Activity Heuristic

Last week we talked about ecologies for situating users, texts, or activities. This week we want to focus on the ecologies surrounding the user. There are four generic types of user context—technological, physical, mental, social/institutional. The basic process for most usability studies is to identify particular types of users, to make some initial stabs at imagining the contexts around their engagement with a site, to find or contstruct such a context, and ultimately to observe a user's interaction with the site in that type of context. The goal is to determine problems with a site's architecture, information, or technologies so they can be solved. Today I want you to pick one of those users—probably the one you think will be the primary user—and try to map out this ecology in more detail.

Follow the heuristic guide below. Don't get caught up in filling everything out in detail. Put down initial, intuitive thoughts and move through it quickly. You may want to go back and do more detail later if you think it will be fruitful for developing your user matrix or moderator's guide.

1. Based on your final project, identify and briefly describe

  • a particular USER of your site,
  • elements of the partiuclar CONTEXT surrounding this user,
  • and the particular ACTIVITIES you assume the user might engage in.

Example:

  • GMU student, first-year, 101 composition
  • on a library computer, quiet setting, focused on the task, has background experience with task from class
  • looking for an article on a database, will be looking for full text articles, will use search engines as well as categorized lists

2. Brainstorm by listing or mapping elements in the local constellation or ecology surrounding the user in more detail.
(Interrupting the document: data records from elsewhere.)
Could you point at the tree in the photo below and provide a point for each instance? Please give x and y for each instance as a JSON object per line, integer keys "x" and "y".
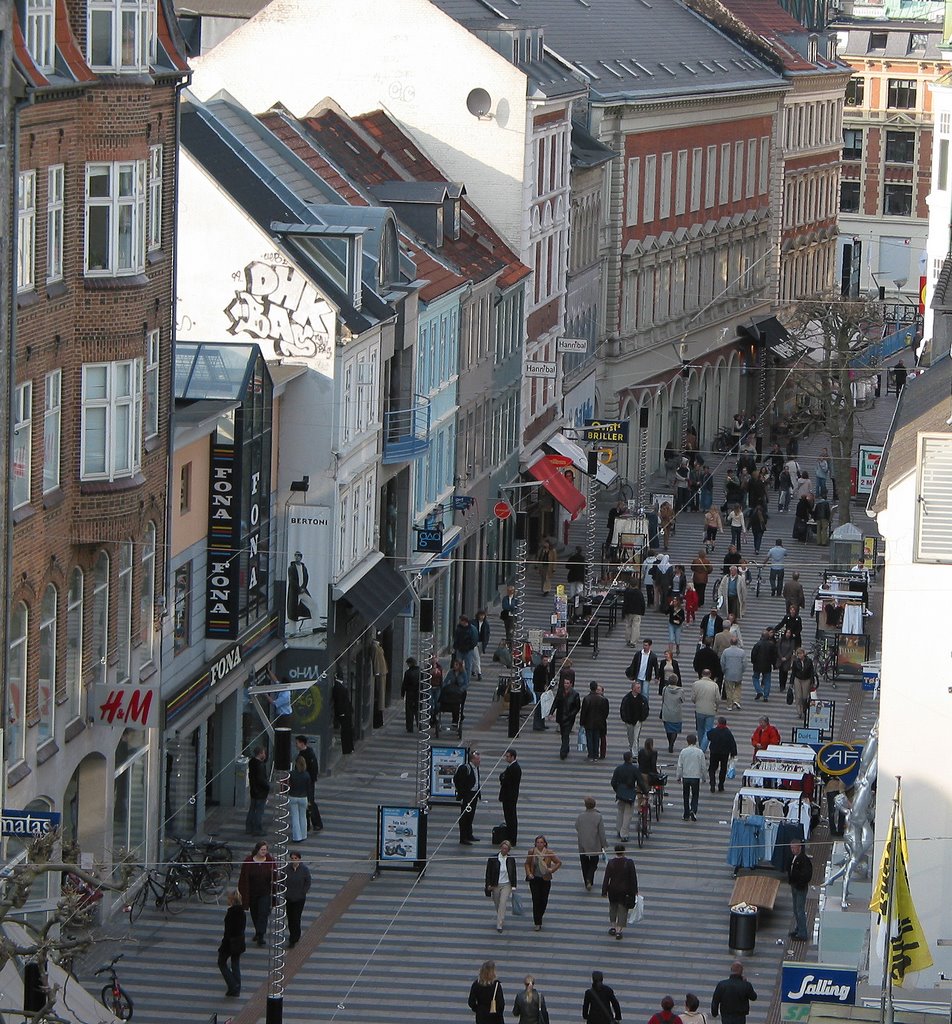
{"x": 833, "y": 342}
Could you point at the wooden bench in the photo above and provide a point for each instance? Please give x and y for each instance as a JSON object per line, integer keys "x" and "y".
{"x": 758, "y": 890}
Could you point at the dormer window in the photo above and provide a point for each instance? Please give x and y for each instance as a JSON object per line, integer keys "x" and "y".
{"x": 121, "y": 35}
{"x": 41, "y": 36}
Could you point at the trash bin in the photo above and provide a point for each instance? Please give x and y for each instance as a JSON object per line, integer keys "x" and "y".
{"x": 742, "y": 933}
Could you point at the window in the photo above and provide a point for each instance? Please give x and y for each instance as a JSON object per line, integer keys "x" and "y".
{"x": 850, "y": 197}
{"x": 181, "y": 608}
{"x": 26, "y": 229}
{"x": 631, "y": 207}
{"x": 853, "y": 143}
{"x": 121, "y": 35}
{"x": 184, "y": 488}
{"x": 100, "y": 613}
{"x": 52, "y": 418}
{"x": 16, "y": 684}
{"x": 897, "y": 201}
{"x": 900, "y": 146}
{"x": 901, "y": 93}
{"x": 112, "y": 419}
{"x": 147, "y": 595}
{"x": 124, "y": 613}
{"x": 74, "y": 679}
{"x": 23, "y": 444}
{"x": 54, "y": 208}
{"x": 41, "y": 38}
{"x": 115, "y": 218}
{"x": 150, "y": 396}
{"x": 934, "y": 507}
{"x": 47, "y": 682}
{"x": 155, "y": 198}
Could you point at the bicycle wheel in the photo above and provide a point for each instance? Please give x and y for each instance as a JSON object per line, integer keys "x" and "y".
{"x": 116, "y": 1000}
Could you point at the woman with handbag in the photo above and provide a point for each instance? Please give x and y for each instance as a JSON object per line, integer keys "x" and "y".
{"x": 529, "y": 1007}
{"x": 486, "y": 999}
{"x": 541, "y": 864}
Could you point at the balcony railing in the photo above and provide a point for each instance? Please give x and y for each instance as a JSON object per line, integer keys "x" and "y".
{"x": 406, "y": 431}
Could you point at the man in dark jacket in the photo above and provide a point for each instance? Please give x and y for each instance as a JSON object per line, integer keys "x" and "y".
{"x": 799, "y": 875}
{"x": 732, "y": 996}
{"x": 594, "y": 720}
{"x": 409, "y": 691}
{"x": 258, "y": 790}
{"x": 633, "y": 610}
{"x": 566, "y": 707}
{"x": 634, "y": 712}
{"x": 313, "y": 770}
{"x": 723, "y": 747}
{"x": 510, "y": 780}
{"x": 763, "y": 660}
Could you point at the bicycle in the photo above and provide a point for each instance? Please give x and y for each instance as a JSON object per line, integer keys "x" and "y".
{"x": 114, "y": 996}
{"x": 169, "y": 894}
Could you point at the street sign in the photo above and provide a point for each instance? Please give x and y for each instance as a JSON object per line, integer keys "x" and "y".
{"x": 605, "y": 432}
{"x": 549, "y": 370}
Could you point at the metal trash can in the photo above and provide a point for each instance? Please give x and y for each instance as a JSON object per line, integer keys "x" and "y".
{"x": 742, "y": 933}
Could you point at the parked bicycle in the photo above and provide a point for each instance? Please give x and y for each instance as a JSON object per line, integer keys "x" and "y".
{"x": 114, "y": 996}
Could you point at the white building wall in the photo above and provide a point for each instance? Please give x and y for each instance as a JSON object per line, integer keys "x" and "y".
{"x": 915, "y": 716}
{"x": 410, "y": 59}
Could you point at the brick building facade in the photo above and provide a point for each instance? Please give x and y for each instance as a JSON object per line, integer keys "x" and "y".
{"x": 95, "y": 169}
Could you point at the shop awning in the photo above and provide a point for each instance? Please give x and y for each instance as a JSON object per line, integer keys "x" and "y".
{"x": 380, "y": 595}
{"x": 562, "y": 489}
{"x": 571, "y": 450}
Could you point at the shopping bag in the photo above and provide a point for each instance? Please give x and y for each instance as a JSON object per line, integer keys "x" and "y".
{"x": 638, "y": 911}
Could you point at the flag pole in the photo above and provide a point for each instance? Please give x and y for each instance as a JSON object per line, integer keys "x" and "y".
{"x": 886, "y": 1009}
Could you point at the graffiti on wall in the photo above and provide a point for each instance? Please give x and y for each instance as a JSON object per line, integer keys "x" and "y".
{"x": 278, "y": 306}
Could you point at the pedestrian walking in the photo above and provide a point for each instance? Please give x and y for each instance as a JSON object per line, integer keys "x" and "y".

For example, items such as these could be elements of the user's context:

  • specific people
  • particular social roles within the system, ecology, culture, institution
  • particular practices
  • habits
  • forms of imitation
  • values (of the culture, institution, individual)
  • attitudes
  • knowledges (prior knowledge necessary or available)
  • hardware used
  • software used
  • particular functions within the software
  • genre within web site
  • genre within mind of user
  • partiuclar documents
  • institutional texts (tutorials, manuals, help)
  • institutional rules, requirements

3. Freewrite to draw inferences or conclusions about the user's activities within this ecology and the resulting relationships among these ecological elements. Think about questions such as:

  • To whom does a key technology/tool belong?
  • To what and to whom is a technology/tool connected?
  • What activites connect a user to texts or technologies?
  • What other people connect the user to technoliges or information?
  • Is there a "mediator" or "keystone species" in the ecology?
  • What documents form what relationships?
  • Is a relationship to a text or tool unconscious or habitual?
  • Does the user trust the institution or technology?
  • Is the user's relationship to the topic emotional or practical? For entertainment or work?
  • What is the user's level of engagement—commitment to stay with the site (per values or isntitutional demands)?
  • Could the web design/documents affect the user negatively (bored, frustrated)? How?

You could also use some of the social network graphs or activity system graphs (p.100, 105) to generate some ideas here.

4. Go back through the freewriting and draw out the most important conclusions (assumptions) about the user and list possible design strategies that might grow out of this image of the user. (You might think in terms of the revsions made based on Spinuzzi's usability study. [p.115-16])

For homework, make sure you at least have an initial template page up by next class or a fairly detailed paper map/layout of your design and information architecture. This will help you construct your moderator's guide. In your template/plan, be sure to take into considereation the "display space" in which your site will need to fill an ecological niche.